Connect with us


American insurance giant CNA reportedly pays $40m to ransomware crooks • The Register

Voice Of EU



In brief CNA Finaincial, the US insurance conglomerate, has apparently paid $40m to ransomware operators to gets its files back.

In March the business revealed it had been hit by an extensive Phoenix Locker infection; this strain of malware was developed by Russian scam artists calling themselves Evil Corp, which may have links to Russian intelligence.

All CNA systems are now back up and running though it appears that the company didn’t manage this themselves and instead coughed up a widely reported $40m to the extortionists for the means to decrypt the scrambled files.

“CNA is not commenting on the ransom, but the company did consult and share intelligence with the FBI and OFAC [US Treasury’s Office of Foreign Assets Control] regarding the cyber incident and the threat actor’s identity,” a spokesperson told The Register.

“CNA followed all laws, regulations, and published guidance, including OFAC’s 2020 ransomware guidance, in its handling of this matter. Due diligence efforts concluded that the threat actor responsible for the attack is a group called Phoenix. Phoenix is not on any prohibited party list and is not a sanctioned entity.”

In other words: CNA wouldn’t be forbidden from doing a deal with the Phoenix crew, jus’ sayin’.

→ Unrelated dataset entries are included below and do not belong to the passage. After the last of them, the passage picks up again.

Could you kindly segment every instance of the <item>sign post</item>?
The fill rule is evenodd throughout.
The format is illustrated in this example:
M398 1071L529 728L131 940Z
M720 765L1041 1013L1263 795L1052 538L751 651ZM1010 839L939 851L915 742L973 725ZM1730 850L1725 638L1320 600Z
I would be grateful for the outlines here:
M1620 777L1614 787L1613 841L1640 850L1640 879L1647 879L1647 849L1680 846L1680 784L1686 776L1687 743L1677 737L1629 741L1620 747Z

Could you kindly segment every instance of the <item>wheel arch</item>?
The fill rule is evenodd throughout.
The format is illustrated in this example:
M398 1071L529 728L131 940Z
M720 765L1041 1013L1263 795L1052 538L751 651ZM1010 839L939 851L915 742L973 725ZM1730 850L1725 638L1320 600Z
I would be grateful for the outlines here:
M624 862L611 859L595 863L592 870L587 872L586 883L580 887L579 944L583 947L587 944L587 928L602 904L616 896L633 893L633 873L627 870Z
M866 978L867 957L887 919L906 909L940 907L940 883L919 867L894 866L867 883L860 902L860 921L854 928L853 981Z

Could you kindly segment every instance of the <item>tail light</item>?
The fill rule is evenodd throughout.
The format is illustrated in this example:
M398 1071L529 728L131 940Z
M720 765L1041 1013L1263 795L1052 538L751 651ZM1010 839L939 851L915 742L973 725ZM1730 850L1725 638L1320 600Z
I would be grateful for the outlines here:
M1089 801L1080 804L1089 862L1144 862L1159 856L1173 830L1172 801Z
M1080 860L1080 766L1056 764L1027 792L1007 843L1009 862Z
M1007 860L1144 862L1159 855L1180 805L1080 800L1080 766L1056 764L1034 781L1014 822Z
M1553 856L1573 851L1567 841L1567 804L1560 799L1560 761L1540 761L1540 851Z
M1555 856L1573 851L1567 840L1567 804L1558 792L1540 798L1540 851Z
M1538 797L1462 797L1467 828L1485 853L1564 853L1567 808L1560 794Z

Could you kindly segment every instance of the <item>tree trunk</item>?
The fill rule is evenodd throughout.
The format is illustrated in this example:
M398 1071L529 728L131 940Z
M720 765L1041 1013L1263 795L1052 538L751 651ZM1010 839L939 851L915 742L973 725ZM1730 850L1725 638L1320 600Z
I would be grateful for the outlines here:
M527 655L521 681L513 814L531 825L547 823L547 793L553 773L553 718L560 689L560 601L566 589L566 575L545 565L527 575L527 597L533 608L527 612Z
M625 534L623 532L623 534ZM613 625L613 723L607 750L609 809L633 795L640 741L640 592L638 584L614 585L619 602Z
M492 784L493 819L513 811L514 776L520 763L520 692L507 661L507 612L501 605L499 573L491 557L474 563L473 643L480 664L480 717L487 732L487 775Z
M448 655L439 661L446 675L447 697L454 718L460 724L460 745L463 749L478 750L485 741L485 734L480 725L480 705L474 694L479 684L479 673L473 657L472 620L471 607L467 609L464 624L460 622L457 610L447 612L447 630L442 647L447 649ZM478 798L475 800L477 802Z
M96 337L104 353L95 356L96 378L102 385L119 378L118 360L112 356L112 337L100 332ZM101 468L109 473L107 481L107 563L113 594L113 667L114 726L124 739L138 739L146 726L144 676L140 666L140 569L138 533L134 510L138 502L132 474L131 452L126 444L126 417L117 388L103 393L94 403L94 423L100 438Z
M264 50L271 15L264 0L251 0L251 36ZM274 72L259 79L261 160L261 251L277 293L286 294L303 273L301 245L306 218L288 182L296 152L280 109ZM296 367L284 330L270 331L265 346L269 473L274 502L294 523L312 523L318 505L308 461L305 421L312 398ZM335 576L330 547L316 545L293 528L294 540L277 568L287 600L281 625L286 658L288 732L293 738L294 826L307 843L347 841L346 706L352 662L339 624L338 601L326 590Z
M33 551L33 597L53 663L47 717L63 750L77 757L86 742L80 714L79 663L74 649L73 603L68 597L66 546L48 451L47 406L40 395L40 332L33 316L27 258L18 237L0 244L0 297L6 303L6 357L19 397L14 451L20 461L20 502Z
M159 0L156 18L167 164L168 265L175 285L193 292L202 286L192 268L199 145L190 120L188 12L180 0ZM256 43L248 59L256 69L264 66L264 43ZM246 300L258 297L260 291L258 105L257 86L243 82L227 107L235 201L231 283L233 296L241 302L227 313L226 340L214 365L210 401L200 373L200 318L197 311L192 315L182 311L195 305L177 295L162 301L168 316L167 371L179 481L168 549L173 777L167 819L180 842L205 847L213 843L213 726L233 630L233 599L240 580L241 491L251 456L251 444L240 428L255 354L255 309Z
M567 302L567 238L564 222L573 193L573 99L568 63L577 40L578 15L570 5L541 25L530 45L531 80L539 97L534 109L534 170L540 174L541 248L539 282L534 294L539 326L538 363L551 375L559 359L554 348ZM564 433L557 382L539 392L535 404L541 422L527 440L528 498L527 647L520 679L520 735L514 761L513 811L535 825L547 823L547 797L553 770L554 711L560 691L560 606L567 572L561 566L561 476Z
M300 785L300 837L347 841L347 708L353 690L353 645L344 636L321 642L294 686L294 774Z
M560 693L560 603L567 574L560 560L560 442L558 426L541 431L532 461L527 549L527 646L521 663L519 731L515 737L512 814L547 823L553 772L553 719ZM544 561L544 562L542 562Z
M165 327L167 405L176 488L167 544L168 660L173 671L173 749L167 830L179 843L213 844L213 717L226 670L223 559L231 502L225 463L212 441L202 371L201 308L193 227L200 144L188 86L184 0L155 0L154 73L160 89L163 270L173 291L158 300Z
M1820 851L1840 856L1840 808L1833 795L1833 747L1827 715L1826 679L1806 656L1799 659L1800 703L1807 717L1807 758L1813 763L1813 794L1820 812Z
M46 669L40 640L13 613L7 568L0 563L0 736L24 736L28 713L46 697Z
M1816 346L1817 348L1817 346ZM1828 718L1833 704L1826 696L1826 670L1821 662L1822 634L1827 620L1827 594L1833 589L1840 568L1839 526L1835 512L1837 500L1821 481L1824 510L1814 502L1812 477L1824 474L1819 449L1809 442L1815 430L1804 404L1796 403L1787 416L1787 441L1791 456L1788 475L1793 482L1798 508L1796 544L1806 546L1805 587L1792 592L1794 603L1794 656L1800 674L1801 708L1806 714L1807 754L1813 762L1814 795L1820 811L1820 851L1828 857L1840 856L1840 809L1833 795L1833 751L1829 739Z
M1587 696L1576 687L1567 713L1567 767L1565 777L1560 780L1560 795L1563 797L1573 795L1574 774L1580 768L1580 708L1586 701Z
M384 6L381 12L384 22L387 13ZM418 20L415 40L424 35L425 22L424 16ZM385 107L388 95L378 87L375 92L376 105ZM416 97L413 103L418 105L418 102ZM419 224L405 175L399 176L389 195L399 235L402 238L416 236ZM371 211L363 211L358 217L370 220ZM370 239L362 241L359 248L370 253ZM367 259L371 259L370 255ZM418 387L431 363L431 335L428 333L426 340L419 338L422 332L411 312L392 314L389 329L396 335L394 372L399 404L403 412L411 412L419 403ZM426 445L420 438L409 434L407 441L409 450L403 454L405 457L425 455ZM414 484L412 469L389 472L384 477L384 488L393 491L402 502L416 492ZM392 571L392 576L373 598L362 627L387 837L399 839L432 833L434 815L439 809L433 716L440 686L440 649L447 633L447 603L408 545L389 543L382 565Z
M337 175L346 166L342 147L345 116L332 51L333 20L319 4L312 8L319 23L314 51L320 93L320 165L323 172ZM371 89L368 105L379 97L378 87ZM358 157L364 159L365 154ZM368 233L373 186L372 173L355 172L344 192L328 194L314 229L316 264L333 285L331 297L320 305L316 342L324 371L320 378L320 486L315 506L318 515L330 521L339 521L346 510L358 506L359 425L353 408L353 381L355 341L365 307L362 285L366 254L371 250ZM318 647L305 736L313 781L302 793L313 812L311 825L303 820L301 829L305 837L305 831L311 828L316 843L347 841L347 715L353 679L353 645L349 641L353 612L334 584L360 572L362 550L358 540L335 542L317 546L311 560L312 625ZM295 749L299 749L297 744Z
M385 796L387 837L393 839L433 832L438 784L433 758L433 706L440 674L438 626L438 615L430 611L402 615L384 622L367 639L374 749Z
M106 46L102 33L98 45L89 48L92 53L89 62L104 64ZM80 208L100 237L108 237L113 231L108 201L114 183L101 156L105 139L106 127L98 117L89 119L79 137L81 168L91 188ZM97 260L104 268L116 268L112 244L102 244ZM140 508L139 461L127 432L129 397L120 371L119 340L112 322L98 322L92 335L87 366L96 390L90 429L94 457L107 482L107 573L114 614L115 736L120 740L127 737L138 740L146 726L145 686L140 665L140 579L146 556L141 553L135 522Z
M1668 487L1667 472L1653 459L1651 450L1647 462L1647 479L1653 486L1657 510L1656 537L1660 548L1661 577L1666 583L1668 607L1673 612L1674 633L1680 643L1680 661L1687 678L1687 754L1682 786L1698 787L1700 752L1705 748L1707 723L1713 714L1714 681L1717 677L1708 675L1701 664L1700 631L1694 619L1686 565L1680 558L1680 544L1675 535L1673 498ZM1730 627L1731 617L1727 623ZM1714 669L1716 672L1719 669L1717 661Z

Luckily for CNA and its customers, an analysis of the ransomware code suggests it doesn’t steal data for later ransom, but instead simply locks it. However, banking mega-millions for a single attack is only going to encourage further intrusions.

Solarwinds CEO says sorry, again

As part of his ongoing apology tour, Solarwinds CEO Sudhakar Ramakrishna appeared at the 2021 RSA Conference this week to assure security professionals that his head of security Tim Brown was still in place and hadn’t been scapegoated. “We don’t like to flog people for failures; he’s highly competent and committed,” the chief exec said.

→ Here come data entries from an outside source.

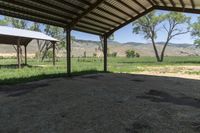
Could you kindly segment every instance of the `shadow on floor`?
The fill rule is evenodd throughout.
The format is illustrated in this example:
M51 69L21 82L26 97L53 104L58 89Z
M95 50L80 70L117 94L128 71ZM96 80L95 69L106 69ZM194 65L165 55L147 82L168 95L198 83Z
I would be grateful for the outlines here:
M103 73L103 71L97 71L97 70L87 70L87 71L79 71L79 72L73 72L71 76L80 76L85 74L96 74L96 73ZM19 83L27 83L32 81L39 81L43 79L52 79L52 78L70 78L69 75L66 73L58 73L58 74L41 74L37 76L31 76L31 77L22 77L22 78L10 78L10 79L4 79L0 80L0 85L15 85Z
M176 97L172 96L167 92L158 91L158 90L150 90L149 92L145 93L143 96L137 96L140 99L147 99L151 102L157 103L171 103L175 105L183 105L183 106L191 106L195 108L200 108L200 99L196 99L193 97Z
M17 96L30 93L33 90L38 89L40 87L46 87L46 86L48 86L48 84L46 83L23 84L23 85L15 85L14 87L1 86L0 94L5 94L11 97L17 97Z
M40 66L32 66L32 65L25 65L25 64L22 64L21 65L22 68L24 67L28 67L28 68L38 68ZM9 65L0 65L0 69L17 69L18 68L18 65L16 64L9 64Z

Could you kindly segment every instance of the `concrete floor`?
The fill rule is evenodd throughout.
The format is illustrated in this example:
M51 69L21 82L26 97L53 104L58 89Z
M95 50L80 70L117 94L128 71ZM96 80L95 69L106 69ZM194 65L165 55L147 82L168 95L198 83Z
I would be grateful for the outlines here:
M0 86L0 133L200 132L200 81L93 74Z

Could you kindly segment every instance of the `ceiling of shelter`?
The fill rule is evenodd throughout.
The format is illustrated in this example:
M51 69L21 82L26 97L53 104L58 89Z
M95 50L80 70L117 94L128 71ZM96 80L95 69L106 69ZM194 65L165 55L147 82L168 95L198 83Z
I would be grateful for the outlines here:
M200 0L0 0L0 14L104 35L154 10L200 13Z

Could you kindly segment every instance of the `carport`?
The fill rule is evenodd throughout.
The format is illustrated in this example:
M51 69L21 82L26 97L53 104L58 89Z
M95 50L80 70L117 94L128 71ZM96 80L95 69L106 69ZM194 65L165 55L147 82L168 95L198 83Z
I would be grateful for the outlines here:
M21 46L24 47L25 65L27 65L27 46L32 40L48 41L53 48L53 65L55 65L55 44L57 39L45 35L41 32L17 29L12 27L0 26L0 44L16 45L17 63L21 68Z
M104 71L107 38L154 9L200 13L199 0L0 0L0 14L66 29L67 72L71 73L71 30L102 36Z

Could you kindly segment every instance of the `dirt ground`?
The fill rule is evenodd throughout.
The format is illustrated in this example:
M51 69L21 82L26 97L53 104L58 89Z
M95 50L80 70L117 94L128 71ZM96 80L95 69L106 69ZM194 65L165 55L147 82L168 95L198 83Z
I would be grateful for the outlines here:
M199 133L200 80L93 74L0 86L0 133Z

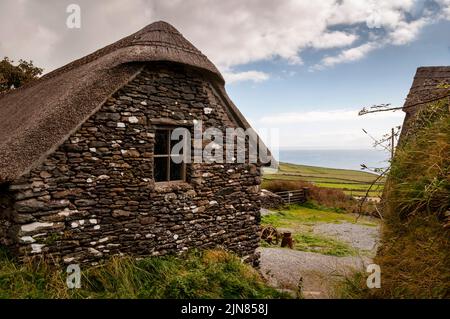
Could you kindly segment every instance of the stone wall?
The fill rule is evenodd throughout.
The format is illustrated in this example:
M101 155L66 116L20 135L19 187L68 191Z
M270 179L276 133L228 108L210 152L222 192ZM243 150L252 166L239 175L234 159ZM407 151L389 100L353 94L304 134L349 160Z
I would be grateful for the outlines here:
M262 189L260 194L261 207L265 209L279 209L285 205L285 202L281 196Z
M0 184L0 245L11 245L10 230L13 230L14 196L8 184Z
M220 245L256 264L259 166L191 164L186 182L154 183L155 123L191 128L199 119L235 126L201 74L147 66L10 186L14 248L23 257L83 263Z

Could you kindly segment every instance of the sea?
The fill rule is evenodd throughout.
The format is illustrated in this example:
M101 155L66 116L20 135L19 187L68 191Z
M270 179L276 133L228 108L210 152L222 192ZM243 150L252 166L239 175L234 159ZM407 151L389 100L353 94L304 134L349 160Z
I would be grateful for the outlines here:
M383 168L388 166L389 153L377 149L365 150L305 150L280 149L278 156L280 162L319 166L328 168L343 168L361 170L361 164L370 168Z

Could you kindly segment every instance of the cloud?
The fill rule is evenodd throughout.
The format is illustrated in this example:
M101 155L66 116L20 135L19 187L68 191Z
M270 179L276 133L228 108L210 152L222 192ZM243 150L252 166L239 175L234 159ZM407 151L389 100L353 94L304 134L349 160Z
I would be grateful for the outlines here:
M288 112L264 116L259 119L261 124L283 125L283 124L302 124L302 123L324 123L337 121L353 121L361 118L358 116L359 110L330 110L330 111L307 111L307 112ZM384 112L371 115L372 118L400 118L403 115L400 112Z
M269 79L269 74L261 71L245 71L237 73L223 72L223 76L228 84L243 81L253 81L258 83Z
M316 49L332 49L346 47L358 39L356 34L341 31L323 33L317 39L311 42L312 47Z
M403 112L358 116L356 109L335 109L267 114L250 122L259 132L278 129L275 144L283 148L368 149L373 141L362 129L380 138L401 125L403 118Z
M50 71L165 20L224 73L274 58L302 64L307 49L340 49L335 57L324 57L323 68L362 59L383 45L410 43L427 24L450 19L450 0L77 0L82 28L69 30L66 8L72 2L2 0L2 55L33 59Z
M394 45L404 45L412 42L420 30L431 20L427 18L418 19L413 22L400 22L397 27L389 33L389 40Z
M342 51L336 56L329 56L322 59L321 63L313 66L311 69L322 70L325 67L334 66L339 63L357 61L364 58L369 52L379 47L376 42L368 42L358 47Z

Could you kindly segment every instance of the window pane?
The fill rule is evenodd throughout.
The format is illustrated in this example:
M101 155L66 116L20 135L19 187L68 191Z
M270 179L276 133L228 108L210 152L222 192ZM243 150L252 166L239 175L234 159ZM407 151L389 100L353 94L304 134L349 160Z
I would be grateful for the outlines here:
M167 157L154 157L155 167L153 169L155 182L165 182L167 181L167 170L168 163Z
M183 180L183 167L184 163L181 161L182 157L180 156L172 156L170 161L170 180L171 181L179 181ZM179 163L179 164L177 164Z
M180 134L179 131L176 132L176 134L174 134L172 139L172 132L174 131L170 131L170 152L172 155L182 155L185 150L187 149L188 145L187 145L187 140L188 137L186 136L186 131L183 131L183 134Z
M169 131L156 130L155 133L155 154L169 154Z

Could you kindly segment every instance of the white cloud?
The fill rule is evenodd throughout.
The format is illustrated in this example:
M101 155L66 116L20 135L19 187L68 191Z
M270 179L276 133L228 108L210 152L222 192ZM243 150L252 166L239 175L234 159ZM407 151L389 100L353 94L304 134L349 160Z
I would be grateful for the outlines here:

Too bad the previous CEO Kevin Thompson didn’t feel the same way, who in February blamed an intern for the infamous solarwinds123 password leak during a House committee hearing.

“What happened at the congressional hearings is not what we are about and is not what we are about,” said Ramakrishna. “We have learned from that and I want to reset it here by saying that we are a safe environment.”

Ramakrishna said he learned of the hack on December 12, his birthday, and a month before he officially took over as CEO. He said he had been urged not to take the job, but instead offered to stand down for a while and let the current chief exec run the cleanup operation to ensure continuity.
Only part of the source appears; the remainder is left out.